In unserer Praxis wird als Standardapparatur die fortschrittliche SPEED-Apparatur (feste Zahnspange) eingesetzt. Die Speed-Apparatur ist miniaturisiert: es sind die kleinsten selbstligierenden Brackets auf dem Markt. Speed-Brackets sind nicht nur ästhetischer, sondern vor allem leichter zu reinigen und damit hygienisch besser als herkömmliche Brackets. Bei den Speed-Brackets ist kein kleines Gummi notwendig, um den umlaufenden Draht festzuhalten, sondern die Brackets haben dazu ein eingebautes Metalltürchen. Diese Eigenschaft als selbstligierendes Bracket ermöglicht sehr effektive und komfortable Behandlungen.

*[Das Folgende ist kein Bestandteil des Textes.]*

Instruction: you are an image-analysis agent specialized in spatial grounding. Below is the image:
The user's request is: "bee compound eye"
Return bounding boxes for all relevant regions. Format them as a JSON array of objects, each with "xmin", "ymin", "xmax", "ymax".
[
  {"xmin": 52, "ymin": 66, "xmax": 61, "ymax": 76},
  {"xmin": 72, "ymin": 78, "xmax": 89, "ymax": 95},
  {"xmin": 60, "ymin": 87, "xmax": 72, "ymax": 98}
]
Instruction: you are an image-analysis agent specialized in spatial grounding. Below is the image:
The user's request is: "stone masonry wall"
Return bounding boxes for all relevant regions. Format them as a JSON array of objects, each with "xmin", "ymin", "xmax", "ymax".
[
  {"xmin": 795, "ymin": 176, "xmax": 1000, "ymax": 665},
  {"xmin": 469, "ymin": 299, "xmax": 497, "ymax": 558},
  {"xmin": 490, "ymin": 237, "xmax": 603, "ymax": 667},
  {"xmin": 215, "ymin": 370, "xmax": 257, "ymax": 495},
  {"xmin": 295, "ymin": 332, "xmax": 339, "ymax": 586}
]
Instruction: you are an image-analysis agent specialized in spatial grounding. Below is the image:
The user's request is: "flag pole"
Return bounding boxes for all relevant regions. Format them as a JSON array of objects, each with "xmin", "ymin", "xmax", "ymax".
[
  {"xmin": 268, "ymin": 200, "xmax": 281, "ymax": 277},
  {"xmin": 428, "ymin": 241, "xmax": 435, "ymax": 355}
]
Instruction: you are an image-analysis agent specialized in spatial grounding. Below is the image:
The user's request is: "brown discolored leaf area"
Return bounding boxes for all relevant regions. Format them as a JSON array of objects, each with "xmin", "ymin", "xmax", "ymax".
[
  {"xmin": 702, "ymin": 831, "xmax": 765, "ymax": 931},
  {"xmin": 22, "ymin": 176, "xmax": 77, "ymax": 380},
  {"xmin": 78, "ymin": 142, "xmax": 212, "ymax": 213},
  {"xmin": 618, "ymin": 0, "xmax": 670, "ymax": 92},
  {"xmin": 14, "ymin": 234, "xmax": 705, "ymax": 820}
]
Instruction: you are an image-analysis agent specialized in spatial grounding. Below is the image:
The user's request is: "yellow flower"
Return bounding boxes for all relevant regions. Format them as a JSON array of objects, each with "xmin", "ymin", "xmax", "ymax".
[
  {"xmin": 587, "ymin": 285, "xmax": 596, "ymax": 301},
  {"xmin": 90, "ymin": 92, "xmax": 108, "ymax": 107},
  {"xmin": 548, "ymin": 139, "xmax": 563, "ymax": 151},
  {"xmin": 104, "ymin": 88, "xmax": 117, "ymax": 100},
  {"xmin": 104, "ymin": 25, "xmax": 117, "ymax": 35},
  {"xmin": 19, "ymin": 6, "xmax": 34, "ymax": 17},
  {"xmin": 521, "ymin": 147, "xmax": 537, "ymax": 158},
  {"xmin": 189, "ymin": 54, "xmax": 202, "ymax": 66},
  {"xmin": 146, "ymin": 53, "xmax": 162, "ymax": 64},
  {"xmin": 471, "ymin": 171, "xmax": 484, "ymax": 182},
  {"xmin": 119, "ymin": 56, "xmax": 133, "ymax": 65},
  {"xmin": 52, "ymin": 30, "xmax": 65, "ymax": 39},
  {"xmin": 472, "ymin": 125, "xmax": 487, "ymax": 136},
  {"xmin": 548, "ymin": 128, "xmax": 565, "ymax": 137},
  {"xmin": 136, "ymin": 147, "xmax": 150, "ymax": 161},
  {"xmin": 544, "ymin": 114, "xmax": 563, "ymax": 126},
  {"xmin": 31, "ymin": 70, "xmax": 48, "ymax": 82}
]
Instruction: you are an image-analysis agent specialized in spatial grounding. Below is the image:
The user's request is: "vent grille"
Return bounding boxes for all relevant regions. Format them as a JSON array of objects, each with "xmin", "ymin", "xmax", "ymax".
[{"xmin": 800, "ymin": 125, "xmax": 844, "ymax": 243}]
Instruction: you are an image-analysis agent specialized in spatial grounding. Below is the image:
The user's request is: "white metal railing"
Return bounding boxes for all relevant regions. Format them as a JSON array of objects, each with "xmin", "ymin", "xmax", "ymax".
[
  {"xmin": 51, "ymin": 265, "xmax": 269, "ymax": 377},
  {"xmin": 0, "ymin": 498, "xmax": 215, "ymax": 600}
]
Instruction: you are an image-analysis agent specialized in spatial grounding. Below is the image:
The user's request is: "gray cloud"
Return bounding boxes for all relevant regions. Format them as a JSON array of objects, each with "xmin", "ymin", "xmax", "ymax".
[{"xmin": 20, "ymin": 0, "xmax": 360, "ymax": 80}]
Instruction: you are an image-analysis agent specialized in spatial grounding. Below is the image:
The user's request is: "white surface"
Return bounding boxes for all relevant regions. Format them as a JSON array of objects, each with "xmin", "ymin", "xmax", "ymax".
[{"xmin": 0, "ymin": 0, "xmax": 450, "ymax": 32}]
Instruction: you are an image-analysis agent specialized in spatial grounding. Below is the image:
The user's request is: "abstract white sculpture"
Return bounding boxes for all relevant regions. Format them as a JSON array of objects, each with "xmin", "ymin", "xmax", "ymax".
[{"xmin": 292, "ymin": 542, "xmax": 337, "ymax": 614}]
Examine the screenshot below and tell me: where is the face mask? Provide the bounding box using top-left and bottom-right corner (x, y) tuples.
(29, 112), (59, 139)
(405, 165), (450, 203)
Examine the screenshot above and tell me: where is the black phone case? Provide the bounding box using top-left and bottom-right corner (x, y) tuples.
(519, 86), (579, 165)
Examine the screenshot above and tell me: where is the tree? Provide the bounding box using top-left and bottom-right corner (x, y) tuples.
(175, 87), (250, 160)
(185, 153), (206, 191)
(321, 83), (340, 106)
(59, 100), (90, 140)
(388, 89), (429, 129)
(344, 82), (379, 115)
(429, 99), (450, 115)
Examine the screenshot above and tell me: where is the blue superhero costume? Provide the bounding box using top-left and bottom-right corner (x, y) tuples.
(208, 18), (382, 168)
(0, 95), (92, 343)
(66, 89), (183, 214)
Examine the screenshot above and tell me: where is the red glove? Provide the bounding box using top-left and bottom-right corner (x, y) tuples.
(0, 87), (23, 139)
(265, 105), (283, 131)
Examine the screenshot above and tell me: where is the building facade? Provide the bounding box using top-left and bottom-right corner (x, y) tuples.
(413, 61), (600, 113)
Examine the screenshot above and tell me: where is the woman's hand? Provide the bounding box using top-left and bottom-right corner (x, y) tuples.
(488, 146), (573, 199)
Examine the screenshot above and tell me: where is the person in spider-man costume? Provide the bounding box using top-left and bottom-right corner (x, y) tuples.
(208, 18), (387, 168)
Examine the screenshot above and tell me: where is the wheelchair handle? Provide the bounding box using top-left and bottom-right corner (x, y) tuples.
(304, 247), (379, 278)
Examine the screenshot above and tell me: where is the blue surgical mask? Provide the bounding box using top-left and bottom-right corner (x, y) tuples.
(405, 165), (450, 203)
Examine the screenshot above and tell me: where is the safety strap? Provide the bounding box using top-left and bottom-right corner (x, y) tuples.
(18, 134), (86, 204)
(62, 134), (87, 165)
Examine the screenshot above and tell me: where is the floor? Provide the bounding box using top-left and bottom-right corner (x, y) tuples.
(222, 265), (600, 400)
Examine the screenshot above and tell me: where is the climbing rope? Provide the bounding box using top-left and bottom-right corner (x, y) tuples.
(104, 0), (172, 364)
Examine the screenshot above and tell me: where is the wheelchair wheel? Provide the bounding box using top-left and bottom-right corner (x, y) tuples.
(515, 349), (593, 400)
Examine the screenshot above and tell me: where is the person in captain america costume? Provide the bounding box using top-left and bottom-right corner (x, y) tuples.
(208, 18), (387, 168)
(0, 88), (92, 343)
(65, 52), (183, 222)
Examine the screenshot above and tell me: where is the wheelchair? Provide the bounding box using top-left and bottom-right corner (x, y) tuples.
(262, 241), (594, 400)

Für die anspruchsvollsten unserer Patienten, die es sich nicht leisten können, mit auf den Zähnen sichtbaren kieferorthopädischen Zahnspangen öffentlich aufzutreten, bieten wir die vollständig unsichtbare Behandlung mit einer auf der Innenseite der Zähne angebrachten festsitzenden Zahnspange an, die so genannte Lingualtechnik. Ästhetisch, aber nicht vollständig unsichtbar ist das Invisalign-Verfahren, das mit durchsichtigen, herausnehmbaren Folien durchgeführt wird und sich für einfache bis mittelschwere Behandlungen eignet. Sowohl bei der Lingualtechnik als auch bei Invisalign waren wir unter den ersten Anbietern in Deutschland.